Last updated on: October 27, 2017, 07:24h.
Twenty-five years ago today sports betting became outlawed in all but four states, the exceptions provided due to those jurisdictions having some form of sports gambling at the time.
But while former US Senator Dennis DeConcini (D-Arizona) might be celebrating the anniversary of his anti-sports betting legislation that was signed into law October 28, 1992, by President George H.W. Bush (R), the gaming industry says the federal statute’s days are numbered.
DeConcini authored the Professional and Amateur Sports Protection Act of 1992 (PASPA), legislation that outlawed sports pools and lotteries outside Nevada, Oregon, Delaware, and Montana. Only Nevada takes full advantage of its immunity.
The American Gaming Association (AGA), the gaming industry’s chief lobbying voice in Washington, believes PASPA will soon be repealed.
“PASPA is a failed law that has driven everyday sports fans into an unregulated, illegal sports betting market that offers zero consumer protections and fails to benefit communities or strengthen the integrity of the sports we love,” AGA President Geoff Freeman said in a statement on the bill’s 25th anniversary.
“For PASPA to remain the law of the land is to place our collective heads in the sand and willfully ignore criminal activity, the will of the people and the power of technology.

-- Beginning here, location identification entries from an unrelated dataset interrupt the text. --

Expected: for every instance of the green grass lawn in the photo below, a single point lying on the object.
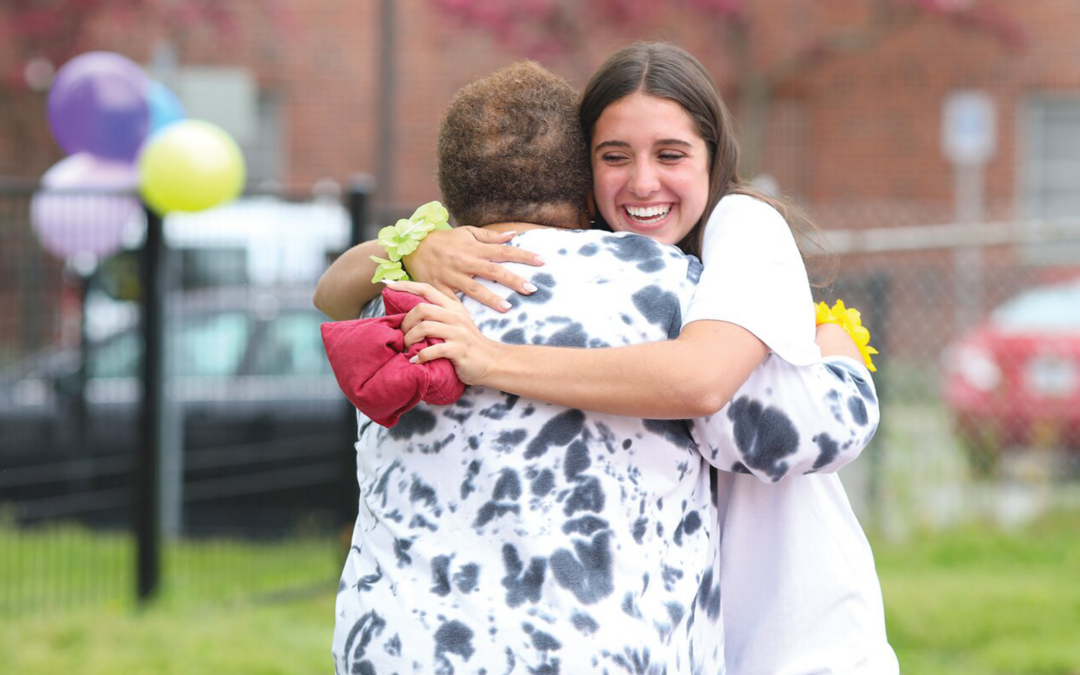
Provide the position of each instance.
(967, 602)
(985, 603)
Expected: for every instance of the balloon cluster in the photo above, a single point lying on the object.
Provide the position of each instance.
(123, 131)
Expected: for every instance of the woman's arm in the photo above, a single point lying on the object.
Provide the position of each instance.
(446, 259)
(672, 379)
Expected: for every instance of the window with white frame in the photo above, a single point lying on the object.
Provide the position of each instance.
(1050, 176)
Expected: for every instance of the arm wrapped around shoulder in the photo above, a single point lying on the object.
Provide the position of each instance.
(790, 420)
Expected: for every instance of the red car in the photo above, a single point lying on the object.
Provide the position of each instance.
(1014, 381)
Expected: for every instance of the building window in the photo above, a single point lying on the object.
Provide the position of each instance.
(1050, 176)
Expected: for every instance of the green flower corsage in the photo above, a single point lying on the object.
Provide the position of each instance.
(403, 238)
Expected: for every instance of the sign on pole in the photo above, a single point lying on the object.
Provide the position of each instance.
(969, 127)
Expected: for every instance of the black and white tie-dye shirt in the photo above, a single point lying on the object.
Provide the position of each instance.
(501, 535)
(505, 536)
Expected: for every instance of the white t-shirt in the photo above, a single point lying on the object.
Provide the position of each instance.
(754, 277)
(502, 535)
(799, 590)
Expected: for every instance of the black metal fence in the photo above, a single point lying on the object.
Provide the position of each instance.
(169, 422)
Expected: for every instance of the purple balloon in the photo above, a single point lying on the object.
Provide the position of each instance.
(69, 218)
(97, 104)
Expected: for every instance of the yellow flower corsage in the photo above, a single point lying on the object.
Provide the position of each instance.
(851, 321)
(403, 238)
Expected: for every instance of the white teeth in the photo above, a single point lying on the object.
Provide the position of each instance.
(648, 212)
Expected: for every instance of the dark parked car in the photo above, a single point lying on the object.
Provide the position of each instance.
(261, 412)
(1014, 380)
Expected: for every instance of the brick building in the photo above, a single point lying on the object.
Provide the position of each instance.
(851, 135)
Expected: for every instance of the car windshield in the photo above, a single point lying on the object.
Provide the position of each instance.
(206, 346)
(1048, 308)
(292, 346)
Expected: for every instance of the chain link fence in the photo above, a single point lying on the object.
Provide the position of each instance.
(979, 374)
(979, 378)
(253, 482)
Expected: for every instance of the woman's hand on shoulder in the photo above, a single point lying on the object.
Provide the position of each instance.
(444, 318)
(450, 259)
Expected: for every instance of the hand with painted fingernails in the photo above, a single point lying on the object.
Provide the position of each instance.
(450, 260)
(443, 316)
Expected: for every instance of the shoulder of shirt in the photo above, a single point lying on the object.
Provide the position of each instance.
(741, 214)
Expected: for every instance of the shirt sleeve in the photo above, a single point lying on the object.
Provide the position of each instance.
(790, 420)
(754, 277)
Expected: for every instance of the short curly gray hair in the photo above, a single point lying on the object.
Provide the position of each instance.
(511, 148)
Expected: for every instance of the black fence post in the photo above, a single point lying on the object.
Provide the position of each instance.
(147, 464)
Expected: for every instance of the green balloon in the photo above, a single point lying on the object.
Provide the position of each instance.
(190, 165)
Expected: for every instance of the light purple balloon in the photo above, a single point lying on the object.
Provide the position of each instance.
(98, 104)
(69, 218)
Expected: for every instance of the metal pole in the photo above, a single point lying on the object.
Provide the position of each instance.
(969, 260)
(387, 89)
(147, 464)
(358, 202)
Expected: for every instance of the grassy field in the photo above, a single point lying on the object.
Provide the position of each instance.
(967, 602)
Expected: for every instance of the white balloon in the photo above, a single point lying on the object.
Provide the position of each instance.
(84, 205)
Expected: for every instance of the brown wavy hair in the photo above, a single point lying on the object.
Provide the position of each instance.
(667, 71)
(511, 148)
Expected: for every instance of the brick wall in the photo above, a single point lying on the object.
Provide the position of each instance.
(858, 135)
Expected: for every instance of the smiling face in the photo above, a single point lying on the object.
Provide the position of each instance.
(650, 167)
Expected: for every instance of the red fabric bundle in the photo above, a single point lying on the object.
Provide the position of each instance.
(372, 366)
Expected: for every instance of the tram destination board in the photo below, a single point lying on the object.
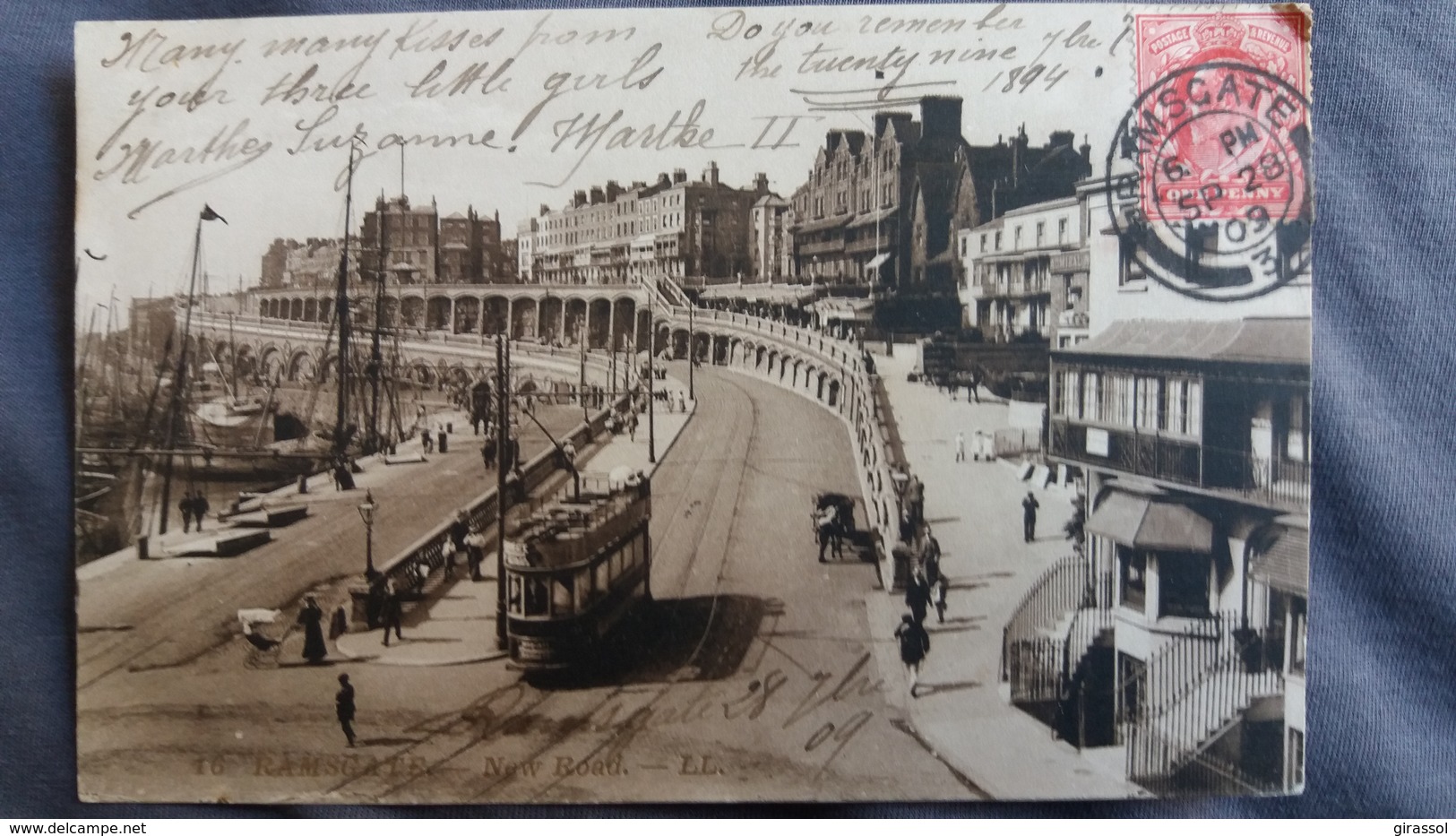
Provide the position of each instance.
(529, 405)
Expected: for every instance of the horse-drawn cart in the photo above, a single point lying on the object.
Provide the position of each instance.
(833, 521)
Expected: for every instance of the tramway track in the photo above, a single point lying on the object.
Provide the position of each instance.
(703, 474)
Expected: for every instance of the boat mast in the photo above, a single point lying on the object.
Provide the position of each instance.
(179, 382)
(342, 318)
(376, 358)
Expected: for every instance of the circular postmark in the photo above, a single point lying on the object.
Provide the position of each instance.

PASPA’s days are numbered,” Freeman concluded.
Critical Months Ahead
At this time next year, Nevada may very well have lost its monopoly on sports gambling. On December 4, the US Supreme Court will hear New Jersey’s appeal against lower courts that it should have the right to determine its own sports betting laws. The court is expected to release its ruling in 2018.
New Jersey voters approved an amendment to their state constitution in 2011 to allow the Legislature to pass sports gambling regulations giving horse racetracks and Atlantic City casinos the right to operate sportsbooks. The NCAA, along with the NFL, MLB, NBA, and NHL, interjected with a lawsuit to block such gambling, and to date their efforts have succeeded.
New Jersey argues that PASPA violates the US Constitution, as it forces some states to adhere to federal laws that not all must abide.
PASPA critics like the AGA say the law does nothing to protect the integrity of the leagues, a common argument made by commissioners like the NFL’s Roger Goodell. A legalized sports betting environment would create oversight, so says the AGA.
It would also provide enormous amounts of new tax revenue, a recent study from Oxford Economics finding that legal sports betting across the US could generate upwards of $5 billion in annual tax money to federal, state, local and tribal sovereign governments. The research also opined that sports betting would support 152,000 jobs, and create an overall economic impact of somewhere between $21.9 billion and $26.6 billion.
Should the Supreme Court come down on New Jersey’s side, Gambling Compliance, a gaming research firm, believes 20 or more states would follow in the Garden State’s footsteps and legalize sports gambling by 2025.